Возьмем хотя бы «новых реалистов», в которые записали и не то чтобы «новых» Прилепина, Шаргунова и Рубанова, и не то чтобы «реалистов» Михаила Елизарова и
Алексея Иванова.
Мне
показалось, что Алексей Колобродов в своем сборнике
предлагает несколько иное, более продуктивное разделение. Для него есть
писатели, осмысляющие действительность, а есть те, кто ее окончательно
обессмысливает. Мне по душе этот подход. Здравомыслия весьма недостает нашему
сумбурному времени.
СОПОСТАВЛЯЙ
И ВЛАСТВУЙ
Не
приходило ли вам в голову, что Древо Познания, корнями
уходящее в незримую глубину, стройным стволом обозначающее путь и алгоритм, а
пышной кроной — разнообразие, — это и есть человеческий язык? Ну а его плоды,
средство соблазна и первородного греха, — это высшее проявление жизни языка,
литература.
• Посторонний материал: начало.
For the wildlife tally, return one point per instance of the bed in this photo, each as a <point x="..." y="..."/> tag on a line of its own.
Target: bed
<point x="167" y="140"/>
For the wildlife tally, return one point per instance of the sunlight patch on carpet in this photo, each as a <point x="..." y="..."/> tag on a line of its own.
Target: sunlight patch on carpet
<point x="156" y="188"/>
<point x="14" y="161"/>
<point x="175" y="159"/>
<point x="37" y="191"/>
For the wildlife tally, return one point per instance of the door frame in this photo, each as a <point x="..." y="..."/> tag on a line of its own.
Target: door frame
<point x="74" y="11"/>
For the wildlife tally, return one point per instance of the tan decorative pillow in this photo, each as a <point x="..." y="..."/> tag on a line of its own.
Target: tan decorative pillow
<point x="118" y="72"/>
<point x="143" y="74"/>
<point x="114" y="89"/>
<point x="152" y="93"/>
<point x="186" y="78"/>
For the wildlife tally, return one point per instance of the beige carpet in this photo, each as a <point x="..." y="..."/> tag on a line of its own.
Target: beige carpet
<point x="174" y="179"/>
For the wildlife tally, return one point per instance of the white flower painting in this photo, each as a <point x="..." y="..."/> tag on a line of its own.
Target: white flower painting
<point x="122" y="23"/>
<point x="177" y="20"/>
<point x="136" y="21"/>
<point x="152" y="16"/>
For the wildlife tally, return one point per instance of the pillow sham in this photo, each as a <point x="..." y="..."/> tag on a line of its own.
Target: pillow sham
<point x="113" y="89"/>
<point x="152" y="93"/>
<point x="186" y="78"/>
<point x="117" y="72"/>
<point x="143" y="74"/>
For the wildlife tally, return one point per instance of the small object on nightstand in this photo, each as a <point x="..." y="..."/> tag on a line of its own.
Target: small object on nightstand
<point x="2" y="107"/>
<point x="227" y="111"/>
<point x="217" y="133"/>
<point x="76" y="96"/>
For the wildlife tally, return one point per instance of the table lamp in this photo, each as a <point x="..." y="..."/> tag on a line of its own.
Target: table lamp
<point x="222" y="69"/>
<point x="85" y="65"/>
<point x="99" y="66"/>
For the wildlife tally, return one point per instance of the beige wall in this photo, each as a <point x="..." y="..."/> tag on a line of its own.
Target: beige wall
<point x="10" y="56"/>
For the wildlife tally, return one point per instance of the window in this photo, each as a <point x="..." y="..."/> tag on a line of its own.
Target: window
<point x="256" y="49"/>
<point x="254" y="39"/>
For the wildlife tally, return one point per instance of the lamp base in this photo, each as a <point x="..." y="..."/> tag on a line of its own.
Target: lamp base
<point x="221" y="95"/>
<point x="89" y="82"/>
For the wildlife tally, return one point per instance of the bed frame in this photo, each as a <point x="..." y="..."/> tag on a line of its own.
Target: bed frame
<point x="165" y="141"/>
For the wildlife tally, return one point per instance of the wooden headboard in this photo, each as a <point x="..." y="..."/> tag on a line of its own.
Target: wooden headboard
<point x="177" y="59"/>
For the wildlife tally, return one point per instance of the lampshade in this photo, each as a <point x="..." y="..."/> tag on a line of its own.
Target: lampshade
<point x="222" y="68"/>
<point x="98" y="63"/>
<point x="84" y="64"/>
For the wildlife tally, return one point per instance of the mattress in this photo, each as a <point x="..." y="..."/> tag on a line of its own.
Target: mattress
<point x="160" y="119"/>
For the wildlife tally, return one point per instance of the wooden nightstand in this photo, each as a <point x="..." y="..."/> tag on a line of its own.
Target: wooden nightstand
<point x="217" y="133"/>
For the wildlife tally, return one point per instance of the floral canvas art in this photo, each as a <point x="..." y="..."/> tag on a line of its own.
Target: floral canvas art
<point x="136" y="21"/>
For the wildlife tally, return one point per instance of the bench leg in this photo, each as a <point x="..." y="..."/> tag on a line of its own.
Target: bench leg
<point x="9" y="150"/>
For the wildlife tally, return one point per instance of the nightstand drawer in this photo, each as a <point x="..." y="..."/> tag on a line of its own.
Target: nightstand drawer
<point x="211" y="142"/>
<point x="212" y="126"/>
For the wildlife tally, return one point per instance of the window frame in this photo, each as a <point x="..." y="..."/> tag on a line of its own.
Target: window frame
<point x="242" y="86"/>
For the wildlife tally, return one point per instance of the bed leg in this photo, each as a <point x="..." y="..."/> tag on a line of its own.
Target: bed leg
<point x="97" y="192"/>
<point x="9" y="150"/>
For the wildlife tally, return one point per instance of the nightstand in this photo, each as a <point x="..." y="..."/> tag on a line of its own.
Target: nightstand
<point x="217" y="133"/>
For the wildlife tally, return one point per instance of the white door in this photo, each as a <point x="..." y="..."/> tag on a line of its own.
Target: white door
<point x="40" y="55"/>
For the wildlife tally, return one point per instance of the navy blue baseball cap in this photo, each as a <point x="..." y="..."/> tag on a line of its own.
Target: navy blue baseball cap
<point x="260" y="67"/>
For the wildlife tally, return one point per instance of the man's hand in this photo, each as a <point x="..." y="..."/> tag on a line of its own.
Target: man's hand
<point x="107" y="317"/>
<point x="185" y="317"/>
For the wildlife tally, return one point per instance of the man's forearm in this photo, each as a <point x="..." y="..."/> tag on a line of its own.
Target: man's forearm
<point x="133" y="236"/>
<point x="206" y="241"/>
Зовущая к несбыточным мечтам, открывающая
запретные тайны, соперничающая в деле созидания текучих мыслеформ
с процессом сотворения мира…
Третья
часть сборника под названием «Страна сближений» открывает нам этот воссозданный
в языке отпечаток сознания, ту самую «страну Читалию»,
о которой пелось в школьной песенке. Внезапные связи, аналогии, ассоциации,
возникающие в процессе чтения часто эвристическим путем, составляют особый
авторский мир, в котором есть свои вершины, низовья, провалы и прочие признаки
разнообразного ландшафта.
В
этом разделе, завершающем книгу, автор ищет и находит уже не только
парадоксальные связи тех или иных авторов, произведений, идей. Здесь критик все
дальше очерчивает круг влияния литературы на формирование общественных
устремлений, политической реальности, повседневной жизни социума. На
убедительных и наглядных примерах — это история альманаха «Метрополь», феномены
влияния Василия Аксенова и Эдуарда Лимонова, круг притяжения Захара Прилепина, публицистика Гарроса и
Гениса — критик показывает, как из литературы
рождаются новые герои, а вслед за ними — новая политика и новое время.
Алексей
Колобродов — один из немногих нынешних обозревателей
(я знаю двух-трех), имеющих собственное, добытое в «полевых условиях»
представление о соременной картине литературного
процесса в России. Это представление сложилось не под влиянием рекламной
политики крупных издательств или вкусов авторитетных редакторов, служащих в
этих издательствах. Эта пестрая картина сформирована опытом независимого
исследования самой широкой выборки. Похожим образом изучал литературу, а через
нее — векторы развития социума один из крупнейших публицистов послеперестроечной эпохи Виктор Леонидович Топоров. По
этому принципу «широкой выборки» функционирует созданная Топоровым
премия «Национальный бестселлер», в которой Колобродов
не раз участвовал как номинатор и как член Большого
жюри. Результаты этих «полевых исследований» крайне важны читателям, издателям,
критикам и всем, кто занимается литературным творчеством.
«Состояние
критики само по себе показывает степень образованности всей литературы вообще»
— это замечание Пушкина справедливо и в отношении нашего времени, когда человек
утрачивает множество навыков, которыми владел на протяжении столетий. С
обретением новых средств человеческой коммуникации книга перестала быть не
только лучшим подарком, но и главным источником знаний, и даже любимым
развлечением. Но, возможно, в новых обстоятельствах литература обретет новую,
не менее значимую роль. Я вижу эту роль в упорядочивании и систематизации
бесконечно разнообразной человеческой реальности, грозящей утопить нас в пене
абсурда.
Кто-то
скажет, что поиски здравого смысла в жизни сродни поиску черной кошки в темной
комнате. Кто-то удивится, что столь очевидную вещь
вообще необходимо искать. И тем и другим будет полезен неспешный,
дружественный, увлекательный — пусть и заочный — разговор с Алексеем Колобродовым, автором книги «Здравые смыслы».